When Vigneault asked the system “which categories were successful”, Ask Data added “by Category, filter Status to successful” to the previous request and drew a histogram that ranked Kickstarter categories by number of successful projects in descending order.
It’s been Tableau’s long-term dream that corporate software performs the task even if an employee failed to make an accurate request. Andrew Vigneault showcased that Tableau is very close to it. When he entered the request “correlate with avg funding”, Ask Data produced a scatter plot of number of projects compared to the average funding for different tech project subcategories that he had viewed earlier.
Some things are still easier to do with a mouse, especially if you’re typing at a slow pace. For example, adding “fashion” and “games” subcategories to the scatter plot only took 4 clicks.
New data models
Vigneault’s colleague Tyler Doyle only needs a few clicks to create a new data model that displayed the fields used by Tableau for analyzing data in SQL requests. The fields can be easily understood by the underlying database.
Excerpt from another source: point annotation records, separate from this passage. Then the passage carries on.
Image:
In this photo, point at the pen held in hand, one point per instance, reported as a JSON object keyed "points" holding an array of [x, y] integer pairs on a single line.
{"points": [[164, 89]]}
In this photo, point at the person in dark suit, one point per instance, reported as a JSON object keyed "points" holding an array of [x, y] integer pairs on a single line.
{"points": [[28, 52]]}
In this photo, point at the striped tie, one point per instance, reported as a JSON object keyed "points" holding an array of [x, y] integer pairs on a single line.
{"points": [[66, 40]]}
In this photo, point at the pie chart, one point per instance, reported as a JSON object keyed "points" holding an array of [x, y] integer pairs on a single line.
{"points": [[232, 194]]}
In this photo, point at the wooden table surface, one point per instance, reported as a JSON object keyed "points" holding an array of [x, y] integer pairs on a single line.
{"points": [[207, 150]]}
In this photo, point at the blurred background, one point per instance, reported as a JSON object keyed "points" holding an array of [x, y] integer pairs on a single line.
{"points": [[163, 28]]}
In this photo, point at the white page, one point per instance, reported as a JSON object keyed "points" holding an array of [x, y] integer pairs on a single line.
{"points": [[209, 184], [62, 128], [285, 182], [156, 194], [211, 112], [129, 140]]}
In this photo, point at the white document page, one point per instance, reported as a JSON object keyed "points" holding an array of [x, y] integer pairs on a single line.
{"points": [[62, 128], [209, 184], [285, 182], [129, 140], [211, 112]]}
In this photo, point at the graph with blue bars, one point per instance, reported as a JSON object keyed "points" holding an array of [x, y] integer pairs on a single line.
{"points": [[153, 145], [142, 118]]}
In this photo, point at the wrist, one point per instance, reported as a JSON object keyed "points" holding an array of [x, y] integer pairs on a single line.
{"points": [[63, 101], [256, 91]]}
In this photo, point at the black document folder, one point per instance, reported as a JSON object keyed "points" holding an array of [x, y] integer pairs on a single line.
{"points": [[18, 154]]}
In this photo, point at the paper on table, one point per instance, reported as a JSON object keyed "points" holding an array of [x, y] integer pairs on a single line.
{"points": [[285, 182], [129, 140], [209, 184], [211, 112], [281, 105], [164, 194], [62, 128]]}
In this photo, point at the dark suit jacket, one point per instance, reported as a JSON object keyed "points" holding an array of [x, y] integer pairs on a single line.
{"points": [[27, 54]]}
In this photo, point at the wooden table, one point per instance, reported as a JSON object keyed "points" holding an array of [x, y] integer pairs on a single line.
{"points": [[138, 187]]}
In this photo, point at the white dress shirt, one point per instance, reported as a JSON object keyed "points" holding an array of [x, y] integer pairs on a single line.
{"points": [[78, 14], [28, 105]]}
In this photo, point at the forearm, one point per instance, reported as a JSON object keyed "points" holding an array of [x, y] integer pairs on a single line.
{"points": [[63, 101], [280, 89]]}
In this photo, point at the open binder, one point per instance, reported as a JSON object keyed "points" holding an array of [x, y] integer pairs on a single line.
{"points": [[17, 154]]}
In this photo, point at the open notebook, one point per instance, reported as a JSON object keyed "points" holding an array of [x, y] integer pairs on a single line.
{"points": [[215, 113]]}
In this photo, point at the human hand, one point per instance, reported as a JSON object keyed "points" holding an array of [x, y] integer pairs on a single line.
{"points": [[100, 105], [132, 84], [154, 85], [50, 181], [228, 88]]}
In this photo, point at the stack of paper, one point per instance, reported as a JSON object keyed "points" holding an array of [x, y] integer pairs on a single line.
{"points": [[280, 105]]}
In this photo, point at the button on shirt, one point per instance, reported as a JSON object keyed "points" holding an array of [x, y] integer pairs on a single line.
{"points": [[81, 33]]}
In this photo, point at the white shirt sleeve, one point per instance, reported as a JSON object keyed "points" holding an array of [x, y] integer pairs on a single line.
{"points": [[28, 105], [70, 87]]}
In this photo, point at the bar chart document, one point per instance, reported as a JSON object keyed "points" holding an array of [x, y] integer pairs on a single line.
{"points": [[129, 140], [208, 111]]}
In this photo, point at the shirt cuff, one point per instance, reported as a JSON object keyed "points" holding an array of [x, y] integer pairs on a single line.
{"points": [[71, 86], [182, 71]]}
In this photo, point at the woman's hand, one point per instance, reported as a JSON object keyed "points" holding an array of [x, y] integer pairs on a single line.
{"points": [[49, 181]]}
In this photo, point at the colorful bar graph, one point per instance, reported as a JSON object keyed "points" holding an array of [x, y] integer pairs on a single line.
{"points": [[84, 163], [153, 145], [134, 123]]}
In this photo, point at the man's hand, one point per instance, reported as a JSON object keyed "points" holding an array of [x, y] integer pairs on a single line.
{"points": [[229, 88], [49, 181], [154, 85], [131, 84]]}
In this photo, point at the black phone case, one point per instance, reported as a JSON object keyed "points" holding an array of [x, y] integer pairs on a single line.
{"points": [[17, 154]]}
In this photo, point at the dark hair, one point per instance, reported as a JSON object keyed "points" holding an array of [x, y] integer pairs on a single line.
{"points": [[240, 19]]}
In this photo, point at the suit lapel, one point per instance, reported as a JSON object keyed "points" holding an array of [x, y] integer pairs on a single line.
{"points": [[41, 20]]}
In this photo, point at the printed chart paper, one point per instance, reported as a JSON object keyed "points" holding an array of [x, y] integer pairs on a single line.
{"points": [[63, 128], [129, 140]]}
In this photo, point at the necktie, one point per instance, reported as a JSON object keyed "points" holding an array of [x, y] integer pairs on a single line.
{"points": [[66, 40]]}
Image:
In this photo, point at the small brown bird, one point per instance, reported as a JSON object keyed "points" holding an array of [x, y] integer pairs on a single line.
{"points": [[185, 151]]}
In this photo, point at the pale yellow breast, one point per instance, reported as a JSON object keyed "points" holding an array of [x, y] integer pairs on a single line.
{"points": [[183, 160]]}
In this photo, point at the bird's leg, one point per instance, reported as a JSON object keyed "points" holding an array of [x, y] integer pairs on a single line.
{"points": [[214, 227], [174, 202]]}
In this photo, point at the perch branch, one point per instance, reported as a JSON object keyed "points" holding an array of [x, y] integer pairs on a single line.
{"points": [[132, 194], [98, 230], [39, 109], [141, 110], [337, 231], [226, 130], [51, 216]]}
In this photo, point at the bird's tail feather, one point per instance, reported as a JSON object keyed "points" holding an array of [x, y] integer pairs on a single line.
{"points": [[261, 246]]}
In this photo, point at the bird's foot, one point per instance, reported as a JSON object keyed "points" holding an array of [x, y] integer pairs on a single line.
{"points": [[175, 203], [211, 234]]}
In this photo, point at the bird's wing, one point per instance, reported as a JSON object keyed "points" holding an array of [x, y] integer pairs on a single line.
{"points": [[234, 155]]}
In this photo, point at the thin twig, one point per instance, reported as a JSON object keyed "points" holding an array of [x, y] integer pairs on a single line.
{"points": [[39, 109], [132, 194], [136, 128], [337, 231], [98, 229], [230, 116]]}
“To create a data model, I just need to make one click on the “Add related objects.” You don’t have to think about which tables to use, how these tables are related, or which join it is (left or right). The advanced modeling features do all the work for you.”
— Tyler Doyle
But how did the data model know the relations between the tables? It turns out that Tableau uses the help of CIOs, database administrators, and data processing specialists. To help Tableau perform its task, you need to make sure there is the required information in the data repository.
Data preparation is another task Tableau is focused on. Zaheera Valani, Tableau’s senior engineering manager, demonstrated how Tableau Prep can automate data cleaning using “roles.” Tableau uses roles to identify the fields performing a certain role, such as URL addresses, email addresses, geographic locations (countries, postal codes), etc. In just a couple of clicks, Tableau Prep can check the field contents to identify the right role, detect invalid elements and set them to “null” or filter them out. The same can be done with user roles, e.g. enumerated types.
According to Francois Ajenstat, Tableau’s chief product officer, Tableau Prep will be updated on a monthly basis, compared to 3 updates a year for the main Tableau software.
Planning is the responsibility of another tool, Tableau Prep Conductor, which is currently being beta-tested. The program will allow companies to automate the preparation of data sources by relocating them to Tableau based on the selected schedule. A standalone Tableau product, Tableau Prep Conductor will require an individual license. The program will be available for purchase in 2019.